Address correspondence and reprint requests to

Ms. Helen E. Wilson, Highcroft Veterinary Referrals, 615 Wells Road, Whitchurch, Bristol BS14 9BE, United Kingdom. Email: vethew@gmail.com

Abstract

Objective

To evaluate the effect of dog food on the adsorptive capacity of activated charcoal.

Design

In vitro laboratory study.

Setting

University veterinary teaching hospital.

Animals

None.

Interventions

None.

Materials and Methods

A fixed quantity of acetaminophen (50 mg) was added to a fixed quantity of activated charcoal (1 g), mixed with varying amounts of dog food (2–14 g).
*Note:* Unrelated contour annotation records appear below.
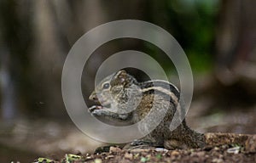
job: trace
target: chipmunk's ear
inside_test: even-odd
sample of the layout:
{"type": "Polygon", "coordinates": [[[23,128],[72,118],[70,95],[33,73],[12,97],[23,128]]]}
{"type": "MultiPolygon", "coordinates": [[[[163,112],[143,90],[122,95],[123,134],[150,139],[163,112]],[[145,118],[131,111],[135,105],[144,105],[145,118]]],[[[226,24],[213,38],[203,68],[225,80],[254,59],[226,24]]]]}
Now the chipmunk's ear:
{"type": "Polygon", "coordinates": [[[114,75],[114,78],[118,79],[121,83],[125,81],[127,77],[127,72],[125,70],[119,70],[114,75]]]}

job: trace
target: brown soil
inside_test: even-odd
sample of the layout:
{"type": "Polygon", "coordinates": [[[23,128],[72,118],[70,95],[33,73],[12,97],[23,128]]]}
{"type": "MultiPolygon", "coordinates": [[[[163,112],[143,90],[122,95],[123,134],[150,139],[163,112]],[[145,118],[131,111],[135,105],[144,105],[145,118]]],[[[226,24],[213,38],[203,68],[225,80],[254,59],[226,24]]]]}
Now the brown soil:
{"type": "MultiPolygon", "coordinates": [[[[123,150],[110,147],[108,152],[86,154],[71,162],[256,162],[256,135],[206,133],[203,149],[123,150]]],[[[60,162],[65,162],[62,159],[60,162]]],[[[58,162],[58,161],[56,161],[58,162]]]]}

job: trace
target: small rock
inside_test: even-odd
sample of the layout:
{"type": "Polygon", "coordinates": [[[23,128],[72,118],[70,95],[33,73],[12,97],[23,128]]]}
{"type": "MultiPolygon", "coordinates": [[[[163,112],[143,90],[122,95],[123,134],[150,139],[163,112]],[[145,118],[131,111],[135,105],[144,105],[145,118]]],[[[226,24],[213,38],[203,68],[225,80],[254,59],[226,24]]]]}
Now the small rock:
{"type": "Polygon", "coordinates": [[[256,152],[256,135],[247,138],[245,143],[245,149],[248,152],[256,152]]]}
{"type": "Polygon", "coordinates": [[[177,152],[177,151],[176,151],[176,150],[174,150],[174,151],[172,151],[172,153],[171,153],[171,156],[172,156],[172,157],[177,157],[177,156],[178,156],[180,154],[179,154],[179,152],[177,152]]]}
{"type": "Polygon", "coordinates": [[[110,147],[109,148],[109,152],[110,153],[113,153],[113,152],[120,153],[121,151],[122,151],[122,149],[118,148],[118,147],[110,147]]]}
{"type": "Polygon", "coordinates": [[[96,159],[96,160],[94,160],[94,162],[95,162],[95,163],[102,163],[102,159],[96,159]]]}
{"type": "Polygon", "coordinates": [[[129,159],[129,160],[132,160],[133,155],[132,155],[132,154],[125,153],[125,158],[129,159]]]}
{"type": "Polygon", "coordinates": [[[227,149],[229,154],[238,154],[241,147],[234,147],[227,149]]]}
{"type": "Polygon", "coordinates": [[[223,159],[213,159],[212,161],[213,163],[223,163],[224,162],[224,160],[223,159]]]}

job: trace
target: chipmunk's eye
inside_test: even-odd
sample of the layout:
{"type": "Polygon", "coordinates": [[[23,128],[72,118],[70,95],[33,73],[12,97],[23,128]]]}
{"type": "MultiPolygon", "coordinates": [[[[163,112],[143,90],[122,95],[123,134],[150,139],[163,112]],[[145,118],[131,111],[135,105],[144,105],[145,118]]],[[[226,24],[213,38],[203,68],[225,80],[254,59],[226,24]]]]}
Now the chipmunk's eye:
{"type": "Polygon", "coordinates": [[[103,89],[108,89],[109,87],[109,83],[103,84],[103,89]]]}

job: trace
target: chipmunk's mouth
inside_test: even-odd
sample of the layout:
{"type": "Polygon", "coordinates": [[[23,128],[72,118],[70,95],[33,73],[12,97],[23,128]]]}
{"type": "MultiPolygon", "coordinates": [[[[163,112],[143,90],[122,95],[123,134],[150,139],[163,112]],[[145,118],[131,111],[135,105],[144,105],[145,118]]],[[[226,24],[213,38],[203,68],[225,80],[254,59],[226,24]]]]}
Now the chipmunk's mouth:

The admixture was agitated for 5 minutes, incubated at 38.5°C for 1 hour and then centrifuged for 30 minutes. The concentration of residual, nonadsorbed acetaminophen in the supernatant was quantitatively assayed by reverse phase high-pressure liquid chromatography with ultraviolet detection. Data were tested by linear regression analysis and statistical significance was set at P < 0.05.

Measurements and Main Results

A statistically significant reduction in the adsorptive capacity of activated charcoal was demonstrated with increasing amounts of dog food (R2 = 0.54; P = 0.0018). However, all measurements of residual acetaminophen were less than 100 mg/L, representing a reduction in acetaminophen concentration of more than 98.6%.

Conclusions

The addition of dog food to activated charcoal reduces its total adsorptive capacity for acetaminophen. However, this reduction in adsorptive capacity is unlikely to be clinically significant in the presence of both the formulation of dog food and the ratio of dog food to charcoal used in this study.